Discussie in de godsdienstles
We gaan in discussie om tot een perspectiefwissel te komen. De 'winnaar' is niet degene die de ander onder tafel praat. De echte winnaar is degene die het meest heeft bijgeleerd.
Er zijn verschillende discussievormen die elk een andere dynamiek hebben.

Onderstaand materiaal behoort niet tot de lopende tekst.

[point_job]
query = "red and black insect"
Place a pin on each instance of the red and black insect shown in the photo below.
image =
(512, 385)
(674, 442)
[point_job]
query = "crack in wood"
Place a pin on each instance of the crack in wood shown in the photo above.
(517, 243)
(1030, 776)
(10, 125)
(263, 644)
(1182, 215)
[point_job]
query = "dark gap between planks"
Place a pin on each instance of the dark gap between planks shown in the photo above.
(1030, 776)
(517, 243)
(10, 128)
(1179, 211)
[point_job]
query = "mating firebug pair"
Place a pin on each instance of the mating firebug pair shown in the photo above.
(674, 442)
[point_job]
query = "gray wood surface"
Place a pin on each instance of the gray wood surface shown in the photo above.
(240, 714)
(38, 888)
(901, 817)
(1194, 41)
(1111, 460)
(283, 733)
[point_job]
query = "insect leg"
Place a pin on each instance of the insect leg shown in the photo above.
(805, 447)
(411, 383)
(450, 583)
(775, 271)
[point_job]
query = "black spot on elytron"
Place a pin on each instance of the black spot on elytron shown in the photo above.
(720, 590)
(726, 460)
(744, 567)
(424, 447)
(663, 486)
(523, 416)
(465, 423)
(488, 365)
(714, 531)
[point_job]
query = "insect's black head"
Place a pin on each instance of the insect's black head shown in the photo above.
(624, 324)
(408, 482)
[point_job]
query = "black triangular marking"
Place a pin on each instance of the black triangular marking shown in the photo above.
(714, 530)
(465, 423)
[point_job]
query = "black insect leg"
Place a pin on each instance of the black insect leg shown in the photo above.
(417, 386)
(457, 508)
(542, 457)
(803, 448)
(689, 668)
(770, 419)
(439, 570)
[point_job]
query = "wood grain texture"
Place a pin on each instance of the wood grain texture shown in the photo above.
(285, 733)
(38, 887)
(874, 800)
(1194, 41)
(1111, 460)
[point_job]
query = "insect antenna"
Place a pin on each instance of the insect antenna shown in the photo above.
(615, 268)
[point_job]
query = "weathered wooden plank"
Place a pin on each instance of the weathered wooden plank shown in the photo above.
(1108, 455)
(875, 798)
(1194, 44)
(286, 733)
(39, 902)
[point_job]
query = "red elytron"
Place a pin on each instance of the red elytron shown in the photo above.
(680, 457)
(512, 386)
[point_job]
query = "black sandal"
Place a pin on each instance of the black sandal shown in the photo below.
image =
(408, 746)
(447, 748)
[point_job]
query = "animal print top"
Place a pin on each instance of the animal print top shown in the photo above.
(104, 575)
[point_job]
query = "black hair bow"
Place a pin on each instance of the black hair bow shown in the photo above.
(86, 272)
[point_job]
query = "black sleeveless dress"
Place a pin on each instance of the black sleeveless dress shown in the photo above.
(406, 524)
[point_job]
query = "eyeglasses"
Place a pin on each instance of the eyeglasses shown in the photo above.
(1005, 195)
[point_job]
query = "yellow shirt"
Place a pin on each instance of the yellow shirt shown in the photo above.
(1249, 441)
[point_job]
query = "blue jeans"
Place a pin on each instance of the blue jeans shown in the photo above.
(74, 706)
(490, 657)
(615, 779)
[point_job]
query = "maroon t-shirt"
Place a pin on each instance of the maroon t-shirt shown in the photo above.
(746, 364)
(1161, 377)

Belangrijkste doelen van deze vorm van gesprek is dat je je eigen, persoonlijke mening uitspreekt en toetst aan de meningen van anderen. Afhankelijk van de grootte van de groep zal het nodig zijn om een moderator aan te wijzen. Er zijn verschillende methoden om zo'n gesprek aan te pakken.
Debat
Iedereen neemt deel aan het debat.
Je wordt beoordeeld op drie zaken:
Luisterhouding: 30%
Goede argumenten: 60%
Goede inhoudelijke vragen stellen: 10%
De leerling die moderator is wordt beoordeeld op:
Luisterhouding: 30%
Bewaken van het gesprek: (mensen aanduiden, voldoende uitdiepen en afbakenen) 60%
Goede inhoudelijke vragen stellen: 10%
Er zijn meerdere partijen die een verschillend standpunt innemen. Er is een moderator en de partijen krijgen een afgebakende spreektijd. Er zijn verschillende soorten debat.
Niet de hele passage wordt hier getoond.